|Students learn the power of ‘To Write Love on Her Arms’|
|Written by Jenny Jackowski, Senior Staff|
|Tuesday, 26 February 2013 21:35|
ISU students gathered Tuesday night to spread the message of love. University Program Board (UPB) hosted Write Out the Love (WOTL), an event that combined the organizations of To Write Love on Her Arms (TWLOHA) and MoreLoveLetters.com.
“To Write Love on Her Arms is an organization focused on presenting hope and finding help for people struggling with depression, addiction, self injury and suicide. There is special focus on teenagers because all of the above is a huge teenage epidemic and issue. TWLOHA is there as a crutch for those suffering, to encourage, inform, inspire and also to invest directly into treatment and recovery,” Maddy Marchini, UPB awareness chairperson, said.

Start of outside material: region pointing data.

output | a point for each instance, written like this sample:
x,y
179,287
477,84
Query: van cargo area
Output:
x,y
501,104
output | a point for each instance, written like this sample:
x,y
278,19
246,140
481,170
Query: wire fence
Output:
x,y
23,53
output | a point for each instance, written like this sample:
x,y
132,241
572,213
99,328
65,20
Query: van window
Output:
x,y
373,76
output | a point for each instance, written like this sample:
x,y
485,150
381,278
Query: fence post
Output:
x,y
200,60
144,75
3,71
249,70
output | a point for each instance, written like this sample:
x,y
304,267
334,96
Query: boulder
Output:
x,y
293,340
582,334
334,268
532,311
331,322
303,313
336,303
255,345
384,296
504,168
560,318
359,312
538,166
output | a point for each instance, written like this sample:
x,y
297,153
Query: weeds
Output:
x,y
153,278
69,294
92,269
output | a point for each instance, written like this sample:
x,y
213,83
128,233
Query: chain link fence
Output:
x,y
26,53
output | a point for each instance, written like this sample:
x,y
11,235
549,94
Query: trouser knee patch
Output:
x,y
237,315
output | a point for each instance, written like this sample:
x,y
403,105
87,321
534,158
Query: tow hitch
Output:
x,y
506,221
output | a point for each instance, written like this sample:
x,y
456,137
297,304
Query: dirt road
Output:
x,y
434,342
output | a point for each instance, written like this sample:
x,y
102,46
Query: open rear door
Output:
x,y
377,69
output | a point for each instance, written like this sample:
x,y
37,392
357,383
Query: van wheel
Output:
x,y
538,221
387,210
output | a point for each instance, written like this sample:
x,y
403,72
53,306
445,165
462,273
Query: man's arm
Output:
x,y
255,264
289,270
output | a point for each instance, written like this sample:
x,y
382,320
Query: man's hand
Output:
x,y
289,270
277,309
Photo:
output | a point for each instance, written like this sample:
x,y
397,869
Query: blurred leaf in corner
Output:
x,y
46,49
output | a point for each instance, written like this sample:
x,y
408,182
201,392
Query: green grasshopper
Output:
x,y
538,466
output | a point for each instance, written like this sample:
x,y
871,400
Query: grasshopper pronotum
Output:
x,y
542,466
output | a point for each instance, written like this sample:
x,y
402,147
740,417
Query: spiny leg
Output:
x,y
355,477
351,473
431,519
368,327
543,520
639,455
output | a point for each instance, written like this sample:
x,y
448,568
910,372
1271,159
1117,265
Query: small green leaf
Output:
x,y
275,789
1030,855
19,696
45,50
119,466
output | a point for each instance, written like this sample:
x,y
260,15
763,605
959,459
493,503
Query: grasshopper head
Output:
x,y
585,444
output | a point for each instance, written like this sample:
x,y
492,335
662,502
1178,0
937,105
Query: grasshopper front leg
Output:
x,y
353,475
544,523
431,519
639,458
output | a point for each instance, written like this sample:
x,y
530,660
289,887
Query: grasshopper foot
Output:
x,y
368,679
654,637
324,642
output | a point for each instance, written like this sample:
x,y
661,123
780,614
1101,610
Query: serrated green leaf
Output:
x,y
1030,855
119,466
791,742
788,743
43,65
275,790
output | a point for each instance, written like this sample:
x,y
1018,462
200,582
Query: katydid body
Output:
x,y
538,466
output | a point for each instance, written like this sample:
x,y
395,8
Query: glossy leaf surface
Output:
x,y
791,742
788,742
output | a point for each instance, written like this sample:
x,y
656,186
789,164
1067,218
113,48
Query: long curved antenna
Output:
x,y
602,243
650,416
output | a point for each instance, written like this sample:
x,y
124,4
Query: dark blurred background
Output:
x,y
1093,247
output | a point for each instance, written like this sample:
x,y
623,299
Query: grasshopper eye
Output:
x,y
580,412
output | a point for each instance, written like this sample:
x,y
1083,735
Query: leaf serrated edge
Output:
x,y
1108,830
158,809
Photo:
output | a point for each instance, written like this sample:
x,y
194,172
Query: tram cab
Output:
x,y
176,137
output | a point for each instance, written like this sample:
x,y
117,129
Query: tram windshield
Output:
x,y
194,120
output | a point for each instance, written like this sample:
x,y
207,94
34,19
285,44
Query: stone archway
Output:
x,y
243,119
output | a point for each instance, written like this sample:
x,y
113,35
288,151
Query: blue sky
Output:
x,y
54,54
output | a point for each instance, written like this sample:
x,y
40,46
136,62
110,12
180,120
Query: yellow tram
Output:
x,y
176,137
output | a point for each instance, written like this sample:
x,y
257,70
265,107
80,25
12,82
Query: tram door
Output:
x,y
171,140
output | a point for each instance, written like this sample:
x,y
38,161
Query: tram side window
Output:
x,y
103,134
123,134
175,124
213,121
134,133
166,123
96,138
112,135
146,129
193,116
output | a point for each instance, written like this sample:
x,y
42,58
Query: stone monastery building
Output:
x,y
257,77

Friday is TWLOHA Day, which is a day devoted to suicide awareness and remembrance of those who lost their lives to depression or suicide. People across the country will be writing love on their arms to show support for those struggling.
At WOTL, students had the opportunity to get henna tattoos of the word love in honor of TWLOHA Day. UPB also gave a presentation about the organizations that inspired their event and the statistics that sparked TWLOHA and MoreLoveLetters.com.
“So many of us … really struggle to accept ourselves just the way that we are. We get plenty of messages about needing to put on a façade or fear that we don’t have any flaws or that we always have it together. But the reality is that, obviously, we’re all human and we’re all imperfect,” Jenny Thome, staff counselor for Student Counseling Services, said.
According to TWLOHA.com, 350 million people worldwide suffer from or struggle with depression.
One of the activities students participated in was writing love letters to strangers. UPB then gave those letters to MoreLoveLetters.com or distributed them to those in need of encouragement on campus.
MoreLoveLetters.com started when a girl named Hannah moved to New York after college. She began writing love letters as she struggled to find her place in the world and left the letters in hidden places, such as in library books and coat pockets.
Now, Hannah’s website asks people all over the world to write letters and send them in, so she can connect them to people in need of love.
WOTL gave students an opportunity to participate in a worldwide dispersal of love and support by passing on knowledge of the depression problems in the U.S.
“To me, [events like this are] a way of raising awareness and lets people know issues and problems that are out [there] and what people can do to help other people, like a friend who is struggling,” Kimi Jalali, freshman actuarial science major, said.